6.                     On remarquera que cet inconvénient a incité le législateur a modifier les règles en la matière. La loi du 4 juillet 2000 sur les impôts directs cantonaux (LI), entrée en vigueur le 1er janvier 2001, prévoit que l'imposition est différée en cas de transfert de propriété par succession (dévolution d'hérédité, partage successoral, legs), avancement d'hoirie ou donation (art. 65, al. 2, lettre a). L'exposé des motifs précise ce qui suit :

"Le projet du Conseil d'Etat renonce à imposer non seulement les dévolutions successorales et les donations, mais également les partages successoraux, les legs d'immeubles et les avancements d'hoirie. Ainsi, l'aliénateur, par exemple le cohéritier, ne sera plus astreint à payer l'impôt sur la part d'immeuble héritée et cédée lors d'un partage. En contrepartie, l'acquéreur ne pourra plus invoquer le prix versé à son cohéritier; il reprendra donc une charge fiscale dont il devra s'acquitter en cas d'aliénation ultérieure.

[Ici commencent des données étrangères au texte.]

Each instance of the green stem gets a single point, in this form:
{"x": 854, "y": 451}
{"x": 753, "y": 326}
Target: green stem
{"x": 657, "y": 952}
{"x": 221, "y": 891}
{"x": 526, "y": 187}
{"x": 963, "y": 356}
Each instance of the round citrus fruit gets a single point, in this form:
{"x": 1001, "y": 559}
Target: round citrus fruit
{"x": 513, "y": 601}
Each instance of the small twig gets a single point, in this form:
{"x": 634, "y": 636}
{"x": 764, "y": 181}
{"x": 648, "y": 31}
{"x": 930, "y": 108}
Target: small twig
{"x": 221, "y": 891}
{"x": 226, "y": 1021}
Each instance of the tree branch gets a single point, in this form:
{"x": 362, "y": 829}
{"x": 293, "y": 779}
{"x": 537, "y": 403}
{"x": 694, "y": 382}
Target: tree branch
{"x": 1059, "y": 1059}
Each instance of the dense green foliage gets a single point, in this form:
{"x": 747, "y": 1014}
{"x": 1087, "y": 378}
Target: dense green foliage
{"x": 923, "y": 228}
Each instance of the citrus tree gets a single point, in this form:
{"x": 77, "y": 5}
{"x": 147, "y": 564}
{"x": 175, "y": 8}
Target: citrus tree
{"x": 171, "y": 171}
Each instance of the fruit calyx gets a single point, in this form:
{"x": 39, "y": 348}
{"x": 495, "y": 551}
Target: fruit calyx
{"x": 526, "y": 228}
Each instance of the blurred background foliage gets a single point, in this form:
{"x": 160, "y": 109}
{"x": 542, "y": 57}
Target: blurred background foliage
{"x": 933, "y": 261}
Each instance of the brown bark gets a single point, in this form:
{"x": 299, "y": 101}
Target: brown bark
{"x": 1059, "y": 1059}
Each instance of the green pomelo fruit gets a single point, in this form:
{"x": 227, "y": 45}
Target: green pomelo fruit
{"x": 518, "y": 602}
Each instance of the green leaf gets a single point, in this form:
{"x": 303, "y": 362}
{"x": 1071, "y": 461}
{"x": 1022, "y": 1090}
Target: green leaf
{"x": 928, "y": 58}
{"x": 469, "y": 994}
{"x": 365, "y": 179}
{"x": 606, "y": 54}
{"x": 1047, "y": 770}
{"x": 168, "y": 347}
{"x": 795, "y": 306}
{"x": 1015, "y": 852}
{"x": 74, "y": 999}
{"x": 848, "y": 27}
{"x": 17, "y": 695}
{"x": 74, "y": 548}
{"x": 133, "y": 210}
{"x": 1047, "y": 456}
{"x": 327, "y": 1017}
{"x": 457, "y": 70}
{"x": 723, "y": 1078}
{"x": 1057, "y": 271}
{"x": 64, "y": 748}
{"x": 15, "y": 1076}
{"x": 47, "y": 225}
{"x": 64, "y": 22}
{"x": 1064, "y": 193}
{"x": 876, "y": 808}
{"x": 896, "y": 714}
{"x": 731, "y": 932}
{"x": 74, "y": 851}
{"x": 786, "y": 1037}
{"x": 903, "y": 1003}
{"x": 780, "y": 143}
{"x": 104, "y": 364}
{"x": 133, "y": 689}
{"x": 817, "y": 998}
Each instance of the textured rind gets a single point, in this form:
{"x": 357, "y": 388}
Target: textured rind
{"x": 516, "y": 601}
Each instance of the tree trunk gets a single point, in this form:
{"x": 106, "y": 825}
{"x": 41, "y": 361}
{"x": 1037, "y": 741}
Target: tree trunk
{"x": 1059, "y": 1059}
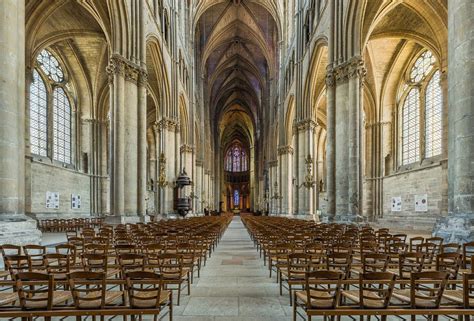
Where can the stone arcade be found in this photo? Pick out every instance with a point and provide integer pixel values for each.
(290, 107)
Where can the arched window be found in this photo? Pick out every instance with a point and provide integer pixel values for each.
(50, 106)
(38, 116)
(61, 126)
(421, 111)
(236, 159)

Le report d'imposition présente l'avantage de ne pas interrompre la durée de possession de sorte que l'acquéreur sera imposé à un taux réduit par rapport à celui qui aurait été appliqué si le partage avait donné lieu à imposition. On rappelle ici que les héritiers ne pourront toutefois pas faire valoir les années d'occupation du défunt pour leur compte."

                        Le transfert, objet du litige, étant intervenu le 5 janvier 1996, c'est l'ancienne loi qui s'applique.

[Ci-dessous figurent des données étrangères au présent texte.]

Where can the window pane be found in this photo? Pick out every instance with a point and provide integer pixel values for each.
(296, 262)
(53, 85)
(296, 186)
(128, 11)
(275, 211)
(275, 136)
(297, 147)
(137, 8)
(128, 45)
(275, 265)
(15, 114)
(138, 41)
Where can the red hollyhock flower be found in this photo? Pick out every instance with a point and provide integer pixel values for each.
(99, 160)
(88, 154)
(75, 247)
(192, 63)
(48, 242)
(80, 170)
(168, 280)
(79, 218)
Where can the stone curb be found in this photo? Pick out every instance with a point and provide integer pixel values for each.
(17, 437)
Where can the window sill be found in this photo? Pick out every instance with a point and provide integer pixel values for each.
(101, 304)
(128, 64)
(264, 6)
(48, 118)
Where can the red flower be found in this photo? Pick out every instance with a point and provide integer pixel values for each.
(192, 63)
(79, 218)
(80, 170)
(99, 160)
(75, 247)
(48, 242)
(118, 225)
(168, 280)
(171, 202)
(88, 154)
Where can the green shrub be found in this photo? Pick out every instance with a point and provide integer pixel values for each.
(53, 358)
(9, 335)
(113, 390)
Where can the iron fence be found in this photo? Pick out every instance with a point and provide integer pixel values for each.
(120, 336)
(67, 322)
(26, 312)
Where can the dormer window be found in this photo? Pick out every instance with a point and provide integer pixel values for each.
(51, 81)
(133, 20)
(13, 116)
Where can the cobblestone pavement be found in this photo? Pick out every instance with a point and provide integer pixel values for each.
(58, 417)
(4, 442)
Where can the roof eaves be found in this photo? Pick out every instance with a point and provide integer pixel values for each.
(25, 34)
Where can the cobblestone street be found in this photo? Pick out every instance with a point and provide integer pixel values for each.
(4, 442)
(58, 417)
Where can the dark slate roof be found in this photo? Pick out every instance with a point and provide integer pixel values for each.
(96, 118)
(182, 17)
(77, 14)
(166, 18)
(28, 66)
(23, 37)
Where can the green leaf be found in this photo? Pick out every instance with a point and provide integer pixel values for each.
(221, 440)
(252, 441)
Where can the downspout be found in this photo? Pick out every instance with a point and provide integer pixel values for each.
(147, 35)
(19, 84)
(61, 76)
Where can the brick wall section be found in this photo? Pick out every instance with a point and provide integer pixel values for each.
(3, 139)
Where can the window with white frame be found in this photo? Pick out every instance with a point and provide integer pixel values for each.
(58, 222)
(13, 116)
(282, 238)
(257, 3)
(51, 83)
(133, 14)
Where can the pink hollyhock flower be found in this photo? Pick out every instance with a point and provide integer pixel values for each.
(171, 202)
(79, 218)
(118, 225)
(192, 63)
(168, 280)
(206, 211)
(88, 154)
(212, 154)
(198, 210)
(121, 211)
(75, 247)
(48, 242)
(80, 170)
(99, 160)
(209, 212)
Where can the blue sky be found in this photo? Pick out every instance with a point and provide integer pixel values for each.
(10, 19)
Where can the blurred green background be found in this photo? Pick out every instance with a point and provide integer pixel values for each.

7.                     Il résulte des considérants qui précèdent que le recours doit être rejeté et la décision attaquée maintenue. Au vu de ce résultat, un émolument de justice de 500 fr. est mis à la charge de la recourante.

Par ces motifs le Tribunal administratif arrête:

I.                      Le recours est rejeté.

II.                     La décision de l'Administration cantonale des impôts du 8 juillet 1997 est maintenue.

III.                     Un émolument de justice de cinq cents (500) francs est mis à la charge de la  recourante.

Lausanne, le 27 février 2002

Le président:                                                                                             La greffière:

Le présent arrêt est communiqué aux destinataires de l'avis d'envoi ci-joint.